Срубов холоден, равнодушен. Мудыня часто заморгал, скривил толстые губы.
– Вот хоть сейчас к стенке ставьте – не могу. Тысячу человек расстрелял – ничего, не пил. А как брата укокал, так и пить зачал. Мерещится он мне. Я ему – становись, мой Андрюша, а он – Ваньша, браток, на колени… Эх… Кажну ночь мерещится…
Срубову нехорошо. Мысли комками, лоскутами, узлами, обрывками. Путаница. Ничего не разберешь. Ванька пьет. Боже пьет, сам пьет. Почему им нельзя? (Ну да, престиж Чека. Они почти открыто. Да. Потом, вообще, имеет ли права Она? И что знает Она? А, Она? И вот взаимоотношения, роль нрава. Хаос. Хаос. Замахал руками.)
– Идите, пейте. Нельзя же только так открыто.
А когда дверь закрылась, уткнулся в письмо, чтобы не думать, не думать, не думать.

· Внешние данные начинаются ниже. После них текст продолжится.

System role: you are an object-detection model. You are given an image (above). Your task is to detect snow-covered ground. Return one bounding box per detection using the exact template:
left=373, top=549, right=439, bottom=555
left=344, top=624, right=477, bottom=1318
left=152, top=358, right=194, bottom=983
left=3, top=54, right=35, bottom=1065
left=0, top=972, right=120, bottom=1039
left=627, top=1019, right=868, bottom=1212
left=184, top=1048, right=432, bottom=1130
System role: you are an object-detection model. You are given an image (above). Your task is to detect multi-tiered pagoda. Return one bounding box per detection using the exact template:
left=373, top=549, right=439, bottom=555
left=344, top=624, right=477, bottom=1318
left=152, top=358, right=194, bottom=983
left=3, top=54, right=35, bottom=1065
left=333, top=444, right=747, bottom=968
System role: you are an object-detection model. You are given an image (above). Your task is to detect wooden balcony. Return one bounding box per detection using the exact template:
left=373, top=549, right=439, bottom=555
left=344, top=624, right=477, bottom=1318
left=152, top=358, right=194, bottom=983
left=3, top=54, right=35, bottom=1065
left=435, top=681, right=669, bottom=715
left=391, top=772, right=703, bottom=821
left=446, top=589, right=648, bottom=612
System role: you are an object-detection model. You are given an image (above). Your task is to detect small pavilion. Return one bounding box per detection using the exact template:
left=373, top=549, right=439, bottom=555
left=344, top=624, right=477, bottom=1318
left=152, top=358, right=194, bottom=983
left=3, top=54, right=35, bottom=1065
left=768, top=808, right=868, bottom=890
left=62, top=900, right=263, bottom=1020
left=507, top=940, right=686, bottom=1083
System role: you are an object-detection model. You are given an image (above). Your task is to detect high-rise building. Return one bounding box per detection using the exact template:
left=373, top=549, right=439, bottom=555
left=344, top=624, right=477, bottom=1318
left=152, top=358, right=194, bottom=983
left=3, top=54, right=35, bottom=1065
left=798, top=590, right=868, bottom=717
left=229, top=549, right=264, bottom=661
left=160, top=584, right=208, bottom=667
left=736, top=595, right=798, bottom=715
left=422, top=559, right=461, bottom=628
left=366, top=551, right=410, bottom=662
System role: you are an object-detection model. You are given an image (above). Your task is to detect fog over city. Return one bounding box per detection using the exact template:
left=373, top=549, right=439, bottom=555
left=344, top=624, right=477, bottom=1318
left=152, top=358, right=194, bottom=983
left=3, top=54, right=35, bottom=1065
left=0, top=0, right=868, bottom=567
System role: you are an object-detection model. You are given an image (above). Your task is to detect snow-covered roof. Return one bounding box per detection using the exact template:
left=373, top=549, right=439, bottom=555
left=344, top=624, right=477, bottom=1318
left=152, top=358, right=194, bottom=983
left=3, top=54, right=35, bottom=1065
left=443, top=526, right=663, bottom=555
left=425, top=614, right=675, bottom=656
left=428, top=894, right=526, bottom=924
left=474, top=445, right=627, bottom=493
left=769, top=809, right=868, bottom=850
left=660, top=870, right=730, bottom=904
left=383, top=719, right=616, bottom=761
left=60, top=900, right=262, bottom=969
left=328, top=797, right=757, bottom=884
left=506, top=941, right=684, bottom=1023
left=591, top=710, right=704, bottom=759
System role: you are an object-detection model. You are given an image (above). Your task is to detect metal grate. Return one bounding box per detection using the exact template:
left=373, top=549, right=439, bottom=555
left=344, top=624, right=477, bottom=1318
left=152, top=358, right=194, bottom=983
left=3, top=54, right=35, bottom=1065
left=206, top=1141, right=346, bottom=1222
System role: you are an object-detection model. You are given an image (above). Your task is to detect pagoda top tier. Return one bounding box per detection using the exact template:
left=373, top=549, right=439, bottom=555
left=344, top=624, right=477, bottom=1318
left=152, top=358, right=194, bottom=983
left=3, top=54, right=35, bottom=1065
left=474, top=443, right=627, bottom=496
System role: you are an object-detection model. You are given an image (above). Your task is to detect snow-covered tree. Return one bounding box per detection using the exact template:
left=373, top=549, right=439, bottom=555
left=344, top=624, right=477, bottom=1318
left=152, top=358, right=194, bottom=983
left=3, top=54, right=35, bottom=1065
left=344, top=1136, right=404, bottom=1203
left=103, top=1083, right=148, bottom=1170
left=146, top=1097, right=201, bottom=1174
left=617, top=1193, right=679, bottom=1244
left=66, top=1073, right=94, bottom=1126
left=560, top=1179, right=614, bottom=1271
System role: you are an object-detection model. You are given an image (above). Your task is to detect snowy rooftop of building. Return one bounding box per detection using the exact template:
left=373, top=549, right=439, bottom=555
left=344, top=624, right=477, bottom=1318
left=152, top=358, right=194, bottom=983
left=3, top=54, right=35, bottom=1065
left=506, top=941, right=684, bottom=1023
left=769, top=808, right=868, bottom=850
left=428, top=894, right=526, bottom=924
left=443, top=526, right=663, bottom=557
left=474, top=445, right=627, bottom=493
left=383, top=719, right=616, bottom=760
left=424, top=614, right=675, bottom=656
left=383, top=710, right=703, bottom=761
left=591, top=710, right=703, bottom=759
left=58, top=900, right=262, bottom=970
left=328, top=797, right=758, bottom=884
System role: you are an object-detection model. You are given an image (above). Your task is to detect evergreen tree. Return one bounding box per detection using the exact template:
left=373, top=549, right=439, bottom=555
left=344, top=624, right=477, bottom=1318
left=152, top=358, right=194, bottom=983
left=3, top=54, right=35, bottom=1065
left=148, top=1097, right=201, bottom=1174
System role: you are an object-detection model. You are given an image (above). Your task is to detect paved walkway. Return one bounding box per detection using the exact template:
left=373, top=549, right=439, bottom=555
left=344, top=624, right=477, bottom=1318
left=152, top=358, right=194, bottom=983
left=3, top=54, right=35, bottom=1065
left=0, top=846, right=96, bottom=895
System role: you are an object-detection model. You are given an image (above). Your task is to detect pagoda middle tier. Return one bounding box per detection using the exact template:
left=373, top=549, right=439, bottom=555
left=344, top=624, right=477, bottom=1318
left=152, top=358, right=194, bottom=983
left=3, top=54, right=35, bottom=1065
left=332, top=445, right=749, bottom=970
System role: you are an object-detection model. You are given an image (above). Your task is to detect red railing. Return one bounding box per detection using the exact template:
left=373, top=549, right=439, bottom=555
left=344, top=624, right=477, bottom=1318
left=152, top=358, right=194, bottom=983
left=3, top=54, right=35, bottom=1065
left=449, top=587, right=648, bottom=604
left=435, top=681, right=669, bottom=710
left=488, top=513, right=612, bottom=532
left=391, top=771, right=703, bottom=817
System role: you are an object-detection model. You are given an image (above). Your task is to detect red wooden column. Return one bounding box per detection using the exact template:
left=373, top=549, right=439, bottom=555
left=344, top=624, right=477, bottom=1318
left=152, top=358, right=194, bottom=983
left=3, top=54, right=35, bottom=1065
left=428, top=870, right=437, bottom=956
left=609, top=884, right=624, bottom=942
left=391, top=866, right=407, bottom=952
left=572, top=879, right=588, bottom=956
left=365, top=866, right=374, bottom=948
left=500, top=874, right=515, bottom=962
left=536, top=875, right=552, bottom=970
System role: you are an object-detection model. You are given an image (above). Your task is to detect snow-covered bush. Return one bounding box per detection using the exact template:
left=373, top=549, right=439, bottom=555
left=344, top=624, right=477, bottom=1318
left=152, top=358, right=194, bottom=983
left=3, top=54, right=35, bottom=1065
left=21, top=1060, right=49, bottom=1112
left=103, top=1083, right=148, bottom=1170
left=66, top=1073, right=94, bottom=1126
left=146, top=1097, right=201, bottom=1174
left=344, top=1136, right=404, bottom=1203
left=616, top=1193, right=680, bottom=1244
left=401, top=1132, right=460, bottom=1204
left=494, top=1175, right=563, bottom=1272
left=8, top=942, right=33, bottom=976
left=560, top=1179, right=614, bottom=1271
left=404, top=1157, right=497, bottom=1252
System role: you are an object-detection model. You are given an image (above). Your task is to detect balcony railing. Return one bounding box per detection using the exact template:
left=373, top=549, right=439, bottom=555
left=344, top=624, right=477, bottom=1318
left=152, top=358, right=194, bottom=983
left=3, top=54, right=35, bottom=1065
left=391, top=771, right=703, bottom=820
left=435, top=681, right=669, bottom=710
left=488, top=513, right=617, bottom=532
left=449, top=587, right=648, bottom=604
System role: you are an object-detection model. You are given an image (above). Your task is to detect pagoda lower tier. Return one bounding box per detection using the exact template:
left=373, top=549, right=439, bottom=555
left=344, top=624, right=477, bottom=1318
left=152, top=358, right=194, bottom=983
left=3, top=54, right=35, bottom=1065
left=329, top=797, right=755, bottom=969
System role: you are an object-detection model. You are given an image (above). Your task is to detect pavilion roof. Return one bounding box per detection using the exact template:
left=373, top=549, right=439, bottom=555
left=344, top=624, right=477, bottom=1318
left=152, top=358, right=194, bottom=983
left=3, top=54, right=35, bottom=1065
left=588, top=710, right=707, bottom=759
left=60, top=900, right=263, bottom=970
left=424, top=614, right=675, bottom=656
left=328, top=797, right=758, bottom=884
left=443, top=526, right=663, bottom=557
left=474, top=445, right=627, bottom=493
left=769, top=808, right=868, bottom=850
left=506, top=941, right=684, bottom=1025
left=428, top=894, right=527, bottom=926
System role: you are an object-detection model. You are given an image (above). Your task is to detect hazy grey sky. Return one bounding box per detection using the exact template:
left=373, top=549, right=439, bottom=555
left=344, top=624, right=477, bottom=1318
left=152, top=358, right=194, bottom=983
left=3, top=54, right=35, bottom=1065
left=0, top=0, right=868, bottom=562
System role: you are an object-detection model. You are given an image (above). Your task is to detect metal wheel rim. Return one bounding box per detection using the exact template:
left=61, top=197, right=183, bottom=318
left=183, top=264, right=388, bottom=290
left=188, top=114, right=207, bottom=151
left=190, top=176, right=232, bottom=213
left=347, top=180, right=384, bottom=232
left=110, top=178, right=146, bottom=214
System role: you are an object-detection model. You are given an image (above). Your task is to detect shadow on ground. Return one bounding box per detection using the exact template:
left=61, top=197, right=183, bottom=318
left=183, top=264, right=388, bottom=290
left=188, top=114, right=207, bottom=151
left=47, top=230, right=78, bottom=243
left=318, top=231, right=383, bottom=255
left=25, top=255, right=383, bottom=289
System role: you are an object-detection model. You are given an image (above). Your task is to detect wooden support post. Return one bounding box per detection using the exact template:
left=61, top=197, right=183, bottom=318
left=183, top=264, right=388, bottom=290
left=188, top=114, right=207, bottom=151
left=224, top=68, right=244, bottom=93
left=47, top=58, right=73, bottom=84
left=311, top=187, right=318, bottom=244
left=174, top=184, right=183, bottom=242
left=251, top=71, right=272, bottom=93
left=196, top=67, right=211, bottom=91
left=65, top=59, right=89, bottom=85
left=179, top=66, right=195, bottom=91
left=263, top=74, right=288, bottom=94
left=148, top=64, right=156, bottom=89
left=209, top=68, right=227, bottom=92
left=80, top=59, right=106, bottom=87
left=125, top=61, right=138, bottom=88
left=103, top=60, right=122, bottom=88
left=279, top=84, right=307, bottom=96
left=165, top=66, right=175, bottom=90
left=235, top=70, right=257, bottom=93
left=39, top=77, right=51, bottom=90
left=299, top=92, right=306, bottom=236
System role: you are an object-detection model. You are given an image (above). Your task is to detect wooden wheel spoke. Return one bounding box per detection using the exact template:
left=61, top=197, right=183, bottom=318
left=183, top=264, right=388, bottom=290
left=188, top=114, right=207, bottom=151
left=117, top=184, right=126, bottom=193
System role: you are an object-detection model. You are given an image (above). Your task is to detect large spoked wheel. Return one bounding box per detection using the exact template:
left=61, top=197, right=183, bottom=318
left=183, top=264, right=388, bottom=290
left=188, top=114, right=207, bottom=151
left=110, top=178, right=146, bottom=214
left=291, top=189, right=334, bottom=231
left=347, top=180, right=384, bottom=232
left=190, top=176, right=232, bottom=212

"Я человек центральный, но… тем более он ответственным работник… Керосин необходим Республике… и выменивать полпуда картошки на два фунта керосина для личного удовольствия…"
И одни за другим поплыли заявления о двух фунтах соли, фунте хлеба, полфунте сахару, десяти фунтах муки, трех гвоздях, пары подошв, дюжины иголок, которые кто-либо у кого-либо выменял, купил (тогда как теперь советская власть и разрешается все приобретать только по ордерам с соответствующими подписями, за печатью, с надлежащего разрешения). А если все это было получено по ордеру, то указывалось на незаконность выписки самого ордера, неправильность выдачи.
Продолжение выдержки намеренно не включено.